Gating will be removed on publication.
*Currently: the `gz_h2o` and `gz_ukidss` datasets
## Usage
```python
from datasets import load_dataset
# . split='train' picks which split to load
dataset = load_dataset(
'mwalmsley/gz_hubble', # each dataset has a random fixed train/test split
split='train'
# some datasets also allow name=subset (e.g. name="tiny" for gz_evo). see the viewer for subset options
)
dataset.set_format('torch') # your framework of choice e.g. numpy, tensorflow, jax, etc
print(dataset_name, dataset[0]['image'].shape)
```
Then use the `dataset` object as with any other HuggingFace dataset, e.g.,
```python
from torch.utils.data import DataLoader
dataloader = DataLoader(ds, batch_size=4, num_workers=1)
for batch in dataloader:
print(batch.keys())
# the image key, plus a key counting the volunteer votes for each answer
# (e.g. smooth-or-featured-gz2_smooth)
print(batch['image'].shape)
break
```
You may find these HuggingFace docs useful:
- [PyTorch loading options](https://huggingface.co/docs/datasets/en/use_with_pytorch#data-loading).

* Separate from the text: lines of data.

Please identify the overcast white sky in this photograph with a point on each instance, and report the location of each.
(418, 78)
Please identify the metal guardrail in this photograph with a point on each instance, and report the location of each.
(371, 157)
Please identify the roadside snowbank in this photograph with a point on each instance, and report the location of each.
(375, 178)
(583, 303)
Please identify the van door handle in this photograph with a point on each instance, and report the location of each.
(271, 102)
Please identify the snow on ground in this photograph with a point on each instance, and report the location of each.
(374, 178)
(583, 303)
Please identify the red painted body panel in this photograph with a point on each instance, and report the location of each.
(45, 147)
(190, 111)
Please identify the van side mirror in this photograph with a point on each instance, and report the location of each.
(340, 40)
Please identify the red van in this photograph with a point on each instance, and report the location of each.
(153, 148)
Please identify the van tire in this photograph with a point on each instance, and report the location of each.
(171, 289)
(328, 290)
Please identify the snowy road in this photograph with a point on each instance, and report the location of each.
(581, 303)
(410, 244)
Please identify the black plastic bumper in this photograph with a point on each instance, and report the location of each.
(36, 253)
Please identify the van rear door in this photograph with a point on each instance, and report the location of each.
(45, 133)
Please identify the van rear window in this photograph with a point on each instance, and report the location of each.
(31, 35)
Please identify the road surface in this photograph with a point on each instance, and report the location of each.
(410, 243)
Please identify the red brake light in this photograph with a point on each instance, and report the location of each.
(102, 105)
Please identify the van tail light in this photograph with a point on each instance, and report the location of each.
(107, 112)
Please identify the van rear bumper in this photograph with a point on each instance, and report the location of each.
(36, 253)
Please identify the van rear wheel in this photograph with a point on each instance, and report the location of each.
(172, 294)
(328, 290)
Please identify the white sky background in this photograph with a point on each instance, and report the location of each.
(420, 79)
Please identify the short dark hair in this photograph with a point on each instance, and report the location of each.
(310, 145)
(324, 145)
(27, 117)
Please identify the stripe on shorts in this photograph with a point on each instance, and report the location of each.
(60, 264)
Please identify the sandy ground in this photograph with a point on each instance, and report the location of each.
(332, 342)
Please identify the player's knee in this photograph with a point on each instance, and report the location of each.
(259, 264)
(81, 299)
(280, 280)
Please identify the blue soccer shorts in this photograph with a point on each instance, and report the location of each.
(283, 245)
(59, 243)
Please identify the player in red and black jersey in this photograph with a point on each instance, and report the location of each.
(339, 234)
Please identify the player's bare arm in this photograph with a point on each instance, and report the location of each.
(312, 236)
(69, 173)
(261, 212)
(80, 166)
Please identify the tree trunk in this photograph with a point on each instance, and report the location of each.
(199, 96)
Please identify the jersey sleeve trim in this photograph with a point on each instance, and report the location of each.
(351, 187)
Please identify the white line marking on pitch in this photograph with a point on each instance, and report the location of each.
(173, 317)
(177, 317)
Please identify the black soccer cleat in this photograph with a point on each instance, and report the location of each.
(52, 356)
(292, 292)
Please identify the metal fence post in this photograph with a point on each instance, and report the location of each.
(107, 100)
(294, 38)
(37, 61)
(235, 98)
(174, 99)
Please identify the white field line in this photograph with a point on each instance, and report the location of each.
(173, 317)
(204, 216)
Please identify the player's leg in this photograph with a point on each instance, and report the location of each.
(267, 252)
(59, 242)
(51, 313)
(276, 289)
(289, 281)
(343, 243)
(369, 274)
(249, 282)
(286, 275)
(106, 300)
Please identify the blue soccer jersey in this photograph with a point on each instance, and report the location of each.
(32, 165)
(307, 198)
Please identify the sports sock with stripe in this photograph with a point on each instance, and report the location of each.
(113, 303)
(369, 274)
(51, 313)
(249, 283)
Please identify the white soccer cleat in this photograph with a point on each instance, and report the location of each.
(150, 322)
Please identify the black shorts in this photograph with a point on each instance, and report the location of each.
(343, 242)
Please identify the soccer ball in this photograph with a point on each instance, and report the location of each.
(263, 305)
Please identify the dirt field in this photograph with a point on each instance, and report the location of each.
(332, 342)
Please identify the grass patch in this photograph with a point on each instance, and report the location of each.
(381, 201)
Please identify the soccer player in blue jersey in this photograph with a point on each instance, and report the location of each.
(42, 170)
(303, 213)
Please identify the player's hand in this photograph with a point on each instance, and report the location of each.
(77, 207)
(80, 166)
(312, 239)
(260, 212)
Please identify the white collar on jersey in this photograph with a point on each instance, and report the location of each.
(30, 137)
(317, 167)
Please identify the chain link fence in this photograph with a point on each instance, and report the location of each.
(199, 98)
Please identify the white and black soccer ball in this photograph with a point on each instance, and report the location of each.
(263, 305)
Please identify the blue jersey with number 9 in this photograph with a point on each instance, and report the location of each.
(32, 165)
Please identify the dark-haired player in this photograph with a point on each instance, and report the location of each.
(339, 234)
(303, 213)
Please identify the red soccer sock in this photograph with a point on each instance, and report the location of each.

- [Applying transforms/augmentations](https://huggingface.co/docs/datasets/en/image_process#apply-transforms).
- [Frameworks supported](https://huggingface.co/docs/datasets/v2.19.0/en/package_reference/main_classes#datasets.Dataset.set_format) by `set_format`.
## Dataset Structure
Each dataset is structured like:
```json
{
'image': ..., # image of a galaxy
'smooth-or-featured-[campaign]_smooth': 4,
'smooth-or-featured-[campaign]_featured-or-disk': 12,
... # and so on for many questions and answers
}
```
Images are loaded according to your `set_format` choice above. For example, ```set_format("torch")``` gives a (3, 424, 424) CHW `Torch.Tensor`.
The other keys are formatted like `[question]_[answer]`, where `question` is what the volunteers were asked (e.g. "smooth or featured?" and `answer` is the choice selected (e.g. "smooth"). **The values are the count of volunteers who selected each answer.**
`question` is appended with a string noting in which Galaxy Zoo campaign this question was asked e.g. `smooth-or-featured-gz2`. For most datasets, all questions were asked during the same campaign. For GZ DESI, there are three campaigns (`dr12`, `dr5`, and `dr8`) with very similar questions.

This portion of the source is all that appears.